Después de unos meses conclusivos de esta añada que, vitalmente, no ha sido para acentuar, queda una expectativa ilusionante… como la de los personajes que, antes de que entren los créditos de salida, caminan en plano fijo hacia el horizonte o como las hojas caídas de la última y estupenda película de Aki Kaurismäki.
Holappa, debido a su dipsomanía, se ha vuelto a dormir en el bar de siempre. El camarero, antes de cerrar y con las luces del local ya apagadas, le dice que se vaya a casa y así podrá volver al día siguiente. Ansa está en su minúsculo apartamento. Abre la carta que le deja recado de su débito de luz y decide apagar la radio y el pequeño horno de la cocina y los plomos de toda la vivienda. Son dos alientos silenciosos que coleccionan empleos precarios y noches en karaokes y que, por supuesto, están condenados a encontrarse. Alientos que desprenden vaho y sosiego forzado.

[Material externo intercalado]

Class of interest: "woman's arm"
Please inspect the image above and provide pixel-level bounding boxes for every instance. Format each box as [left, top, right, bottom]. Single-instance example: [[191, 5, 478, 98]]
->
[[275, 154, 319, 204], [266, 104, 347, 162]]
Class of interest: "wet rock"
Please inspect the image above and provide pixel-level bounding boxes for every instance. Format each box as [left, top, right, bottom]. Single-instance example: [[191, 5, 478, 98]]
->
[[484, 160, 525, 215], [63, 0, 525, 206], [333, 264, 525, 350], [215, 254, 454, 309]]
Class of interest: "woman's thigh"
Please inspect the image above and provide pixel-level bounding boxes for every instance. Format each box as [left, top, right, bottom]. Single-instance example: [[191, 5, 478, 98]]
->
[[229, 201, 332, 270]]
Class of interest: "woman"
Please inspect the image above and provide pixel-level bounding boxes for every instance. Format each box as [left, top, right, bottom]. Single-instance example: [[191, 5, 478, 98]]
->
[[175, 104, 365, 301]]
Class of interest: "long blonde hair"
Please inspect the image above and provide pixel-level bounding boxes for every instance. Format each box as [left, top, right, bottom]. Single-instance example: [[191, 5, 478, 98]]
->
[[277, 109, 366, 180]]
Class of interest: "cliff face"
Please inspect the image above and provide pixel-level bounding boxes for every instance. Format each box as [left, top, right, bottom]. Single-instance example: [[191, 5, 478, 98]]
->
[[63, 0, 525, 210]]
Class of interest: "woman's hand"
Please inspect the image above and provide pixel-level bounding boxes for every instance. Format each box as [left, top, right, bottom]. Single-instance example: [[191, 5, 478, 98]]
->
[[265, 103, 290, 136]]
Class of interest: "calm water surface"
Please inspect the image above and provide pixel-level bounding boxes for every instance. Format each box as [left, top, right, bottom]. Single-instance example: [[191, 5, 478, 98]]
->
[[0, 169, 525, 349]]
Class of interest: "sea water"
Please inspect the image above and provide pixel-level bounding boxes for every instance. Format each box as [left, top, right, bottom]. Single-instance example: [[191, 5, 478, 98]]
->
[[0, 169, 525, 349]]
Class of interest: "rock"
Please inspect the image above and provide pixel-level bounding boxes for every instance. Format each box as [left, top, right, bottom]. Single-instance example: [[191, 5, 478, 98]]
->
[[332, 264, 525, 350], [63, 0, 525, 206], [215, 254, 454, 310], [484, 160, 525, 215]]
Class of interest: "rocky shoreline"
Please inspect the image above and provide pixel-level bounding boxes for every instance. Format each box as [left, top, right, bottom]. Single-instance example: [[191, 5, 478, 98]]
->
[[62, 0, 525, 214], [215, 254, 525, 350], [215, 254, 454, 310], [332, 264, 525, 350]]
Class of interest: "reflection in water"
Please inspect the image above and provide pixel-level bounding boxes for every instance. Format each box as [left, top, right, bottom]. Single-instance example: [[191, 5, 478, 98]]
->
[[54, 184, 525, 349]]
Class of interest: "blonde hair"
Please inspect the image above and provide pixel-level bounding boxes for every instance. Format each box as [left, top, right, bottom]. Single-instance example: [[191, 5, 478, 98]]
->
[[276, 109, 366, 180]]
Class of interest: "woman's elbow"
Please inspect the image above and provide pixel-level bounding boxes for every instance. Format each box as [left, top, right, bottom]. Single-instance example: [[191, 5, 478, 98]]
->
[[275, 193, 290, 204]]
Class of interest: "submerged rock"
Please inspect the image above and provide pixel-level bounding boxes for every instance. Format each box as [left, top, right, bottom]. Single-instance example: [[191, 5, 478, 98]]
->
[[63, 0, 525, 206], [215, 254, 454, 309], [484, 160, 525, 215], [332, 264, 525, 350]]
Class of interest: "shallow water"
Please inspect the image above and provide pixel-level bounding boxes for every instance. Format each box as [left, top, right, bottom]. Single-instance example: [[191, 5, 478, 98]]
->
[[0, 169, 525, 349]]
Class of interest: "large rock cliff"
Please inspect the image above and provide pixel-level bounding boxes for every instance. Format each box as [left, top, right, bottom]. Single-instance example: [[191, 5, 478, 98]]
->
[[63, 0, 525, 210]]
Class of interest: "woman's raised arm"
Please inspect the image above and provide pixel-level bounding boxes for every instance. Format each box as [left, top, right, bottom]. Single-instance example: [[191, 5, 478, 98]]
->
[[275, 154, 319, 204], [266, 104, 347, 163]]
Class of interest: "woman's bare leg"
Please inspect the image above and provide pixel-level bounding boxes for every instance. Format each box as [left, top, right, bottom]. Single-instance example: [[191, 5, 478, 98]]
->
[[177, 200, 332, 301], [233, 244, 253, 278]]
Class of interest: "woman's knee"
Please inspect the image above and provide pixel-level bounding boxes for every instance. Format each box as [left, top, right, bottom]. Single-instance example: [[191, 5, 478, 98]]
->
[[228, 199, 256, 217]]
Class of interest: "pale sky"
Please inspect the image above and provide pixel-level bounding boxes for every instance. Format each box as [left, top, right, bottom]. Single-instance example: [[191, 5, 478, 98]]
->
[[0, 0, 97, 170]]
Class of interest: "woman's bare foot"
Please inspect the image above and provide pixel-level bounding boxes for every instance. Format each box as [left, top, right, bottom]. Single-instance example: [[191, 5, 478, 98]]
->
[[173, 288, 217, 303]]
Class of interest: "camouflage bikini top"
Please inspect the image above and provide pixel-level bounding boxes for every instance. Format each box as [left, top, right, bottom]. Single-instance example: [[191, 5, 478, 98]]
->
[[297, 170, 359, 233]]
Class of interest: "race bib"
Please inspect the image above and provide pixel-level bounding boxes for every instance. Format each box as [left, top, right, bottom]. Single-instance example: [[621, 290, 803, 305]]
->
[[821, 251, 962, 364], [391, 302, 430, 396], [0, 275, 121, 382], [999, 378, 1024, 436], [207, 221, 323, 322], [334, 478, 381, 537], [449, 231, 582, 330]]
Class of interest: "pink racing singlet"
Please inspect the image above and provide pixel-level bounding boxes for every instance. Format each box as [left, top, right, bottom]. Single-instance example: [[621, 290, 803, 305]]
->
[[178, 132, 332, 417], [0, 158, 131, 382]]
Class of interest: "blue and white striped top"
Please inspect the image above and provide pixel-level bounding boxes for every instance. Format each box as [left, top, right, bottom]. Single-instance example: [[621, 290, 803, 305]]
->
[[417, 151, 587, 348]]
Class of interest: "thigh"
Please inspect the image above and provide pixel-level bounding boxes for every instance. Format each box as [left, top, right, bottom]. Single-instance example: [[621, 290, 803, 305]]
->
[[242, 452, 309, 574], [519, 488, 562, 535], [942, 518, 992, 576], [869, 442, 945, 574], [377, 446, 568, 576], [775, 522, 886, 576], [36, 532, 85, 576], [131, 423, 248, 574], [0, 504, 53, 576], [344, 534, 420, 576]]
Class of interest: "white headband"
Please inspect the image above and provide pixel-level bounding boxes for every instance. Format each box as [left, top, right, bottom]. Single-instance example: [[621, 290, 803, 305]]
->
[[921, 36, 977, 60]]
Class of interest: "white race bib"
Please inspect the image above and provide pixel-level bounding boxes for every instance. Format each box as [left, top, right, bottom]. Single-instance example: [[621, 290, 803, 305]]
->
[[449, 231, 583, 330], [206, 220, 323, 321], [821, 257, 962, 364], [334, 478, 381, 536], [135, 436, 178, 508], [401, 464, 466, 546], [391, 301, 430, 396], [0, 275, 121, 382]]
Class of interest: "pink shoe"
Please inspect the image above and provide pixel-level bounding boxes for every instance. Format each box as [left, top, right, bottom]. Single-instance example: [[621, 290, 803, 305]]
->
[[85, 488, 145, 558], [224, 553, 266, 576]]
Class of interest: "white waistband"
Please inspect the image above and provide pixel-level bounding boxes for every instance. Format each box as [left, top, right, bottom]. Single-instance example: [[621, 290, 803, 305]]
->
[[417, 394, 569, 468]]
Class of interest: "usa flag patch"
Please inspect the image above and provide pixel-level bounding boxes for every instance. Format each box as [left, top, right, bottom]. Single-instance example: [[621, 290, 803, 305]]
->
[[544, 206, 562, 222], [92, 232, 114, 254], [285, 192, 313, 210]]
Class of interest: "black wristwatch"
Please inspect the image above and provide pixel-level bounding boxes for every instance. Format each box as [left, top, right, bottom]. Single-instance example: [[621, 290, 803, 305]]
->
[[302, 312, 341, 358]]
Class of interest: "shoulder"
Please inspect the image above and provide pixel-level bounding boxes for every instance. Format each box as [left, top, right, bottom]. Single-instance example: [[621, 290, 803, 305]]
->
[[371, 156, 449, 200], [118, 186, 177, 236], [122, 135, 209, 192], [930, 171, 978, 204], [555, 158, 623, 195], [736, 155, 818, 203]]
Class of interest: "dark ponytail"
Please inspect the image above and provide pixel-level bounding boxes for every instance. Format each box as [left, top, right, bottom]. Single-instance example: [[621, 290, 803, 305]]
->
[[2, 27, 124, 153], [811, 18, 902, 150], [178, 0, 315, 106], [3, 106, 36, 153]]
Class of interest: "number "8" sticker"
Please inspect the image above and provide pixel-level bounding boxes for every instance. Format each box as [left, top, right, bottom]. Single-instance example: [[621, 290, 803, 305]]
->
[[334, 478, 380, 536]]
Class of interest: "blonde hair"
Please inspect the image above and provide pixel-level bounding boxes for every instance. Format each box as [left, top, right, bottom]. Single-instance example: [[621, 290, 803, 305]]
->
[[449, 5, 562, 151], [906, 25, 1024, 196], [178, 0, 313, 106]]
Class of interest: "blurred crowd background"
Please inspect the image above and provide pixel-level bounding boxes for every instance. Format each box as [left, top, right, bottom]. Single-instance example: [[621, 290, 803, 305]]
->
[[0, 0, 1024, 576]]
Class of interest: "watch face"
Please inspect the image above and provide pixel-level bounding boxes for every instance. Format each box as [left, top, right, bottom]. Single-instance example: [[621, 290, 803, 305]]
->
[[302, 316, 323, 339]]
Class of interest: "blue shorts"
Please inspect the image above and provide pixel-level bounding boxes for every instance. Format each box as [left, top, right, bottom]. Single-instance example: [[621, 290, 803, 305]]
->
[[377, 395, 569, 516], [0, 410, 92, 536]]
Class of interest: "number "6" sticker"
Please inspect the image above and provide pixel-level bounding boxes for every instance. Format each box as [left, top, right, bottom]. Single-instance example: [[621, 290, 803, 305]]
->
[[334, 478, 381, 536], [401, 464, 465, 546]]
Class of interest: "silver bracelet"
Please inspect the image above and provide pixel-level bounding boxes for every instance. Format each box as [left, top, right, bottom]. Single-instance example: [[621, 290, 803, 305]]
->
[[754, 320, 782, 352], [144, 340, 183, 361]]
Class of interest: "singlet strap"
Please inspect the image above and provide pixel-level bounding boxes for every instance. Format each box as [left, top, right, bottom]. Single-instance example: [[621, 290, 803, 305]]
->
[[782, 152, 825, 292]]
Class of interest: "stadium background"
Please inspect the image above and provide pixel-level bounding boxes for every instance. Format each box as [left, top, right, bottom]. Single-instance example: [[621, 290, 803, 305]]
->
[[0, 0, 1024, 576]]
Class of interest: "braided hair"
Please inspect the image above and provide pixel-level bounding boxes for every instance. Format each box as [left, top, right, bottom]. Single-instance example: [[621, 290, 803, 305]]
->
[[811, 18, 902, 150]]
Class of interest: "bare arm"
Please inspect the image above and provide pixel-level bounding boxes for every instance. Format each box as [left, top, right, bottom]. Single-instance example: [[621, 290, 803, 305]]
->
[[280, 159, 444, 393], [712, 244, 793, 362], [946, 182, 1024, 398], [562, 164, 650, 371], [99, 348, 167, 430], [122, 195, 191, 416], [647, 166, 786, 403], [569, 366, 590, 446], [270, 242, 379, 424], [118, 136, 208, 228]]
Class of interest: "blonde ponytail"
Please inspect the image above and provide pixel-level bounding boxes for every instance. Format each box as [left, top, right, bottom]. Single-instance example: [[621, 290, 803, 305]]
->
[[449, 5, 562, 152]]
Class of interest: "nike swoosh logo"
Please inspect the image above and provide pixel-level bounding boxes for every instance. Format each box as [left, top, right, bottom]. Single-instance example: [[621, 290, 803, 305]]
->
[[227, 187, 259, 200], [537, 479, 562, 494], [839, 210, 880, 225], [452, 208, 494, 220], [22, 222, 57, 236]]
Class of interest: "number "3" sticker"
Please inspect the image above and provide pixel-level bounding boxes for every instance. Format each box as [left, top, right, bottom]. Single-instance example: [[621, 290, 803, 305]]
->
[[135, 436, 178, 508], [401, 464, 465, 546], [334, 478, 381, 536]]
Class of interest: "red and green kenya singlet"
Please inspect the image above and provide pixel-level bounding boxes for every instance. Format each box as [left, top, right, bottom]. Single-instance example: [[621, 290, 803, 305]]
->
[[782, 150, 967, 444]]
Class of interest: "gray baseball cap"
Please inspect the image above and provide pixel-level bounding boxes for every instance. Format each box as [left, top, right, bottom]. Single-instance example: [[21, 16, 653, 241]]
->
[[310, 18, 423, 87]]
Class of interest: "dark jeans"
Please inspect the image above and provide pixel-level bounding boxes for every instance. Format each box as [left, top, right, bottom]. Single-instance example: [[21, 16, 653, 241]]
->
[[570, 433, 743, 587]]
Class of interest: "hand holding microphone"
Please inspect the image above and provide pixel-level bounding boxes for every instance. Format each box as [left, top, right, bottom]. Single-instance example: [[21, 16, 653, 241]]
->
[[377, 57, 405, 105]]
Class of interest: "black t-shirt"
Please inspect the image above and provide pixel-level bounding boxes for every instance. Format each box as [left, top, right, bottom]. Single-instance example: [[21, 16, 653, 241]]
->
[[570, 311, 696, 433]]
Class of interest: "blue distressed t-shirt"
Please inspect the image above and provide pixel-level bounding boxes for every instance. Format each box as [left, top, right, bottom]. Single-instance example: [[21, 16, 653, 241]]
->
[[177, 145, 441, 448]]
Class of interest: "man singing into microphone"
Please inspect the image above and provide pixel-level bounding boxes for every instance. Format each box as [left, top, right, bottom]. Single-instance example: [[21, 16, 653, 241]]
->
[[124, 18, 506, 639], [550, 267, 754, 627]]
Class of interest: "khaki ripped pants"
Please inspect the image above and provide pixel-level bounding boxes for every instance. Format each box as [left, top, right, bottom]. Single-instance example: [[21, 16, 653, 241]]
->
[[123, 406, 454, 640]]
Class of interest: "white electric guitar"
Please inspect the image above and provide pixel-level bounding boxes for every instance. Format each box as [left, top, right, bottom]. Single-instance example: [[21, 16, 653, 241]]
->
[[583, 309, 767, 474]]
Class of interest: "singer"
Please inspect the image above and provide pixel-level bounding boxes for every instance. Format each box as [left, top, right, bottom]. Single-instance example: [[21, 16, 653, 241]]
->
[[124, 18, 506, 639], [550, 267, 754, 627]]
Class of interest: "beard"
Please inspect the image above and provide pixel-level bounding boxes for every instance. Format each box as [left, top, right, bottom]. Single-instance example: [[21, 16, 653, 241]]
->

El amor finlandés no tiene besos apasionados ni parques de atracciones ni ascensores. El amor finlandés tiene la frialdad cálida de quien habla poco y mira mucho. El amor finlandés no busca la aprobación de las masas sino la complicidad de quien escucha diálogos sin necesidad de gestos ni exégesis. En lo que sucede, en los colores autorales y distintivos del realizador finlandés, en la heterodoxia de su banda sonora, en una radio que sólo da noticias sobre la guerra de Rusia y, sobre todo, en el cine están las claves del amor verdadero de Kaurismäki.
En Fallen Leaves se está más a gusto que en brazos. En Fallen Leaves salen muchos carteles de cine, hacen referencias a Bresson, a Jarmusch y a Chaplin y vemos muchos vasos vacíos. Al final hay optimismo. Algo que necesitaban los personajes de la película y necesitaba yo.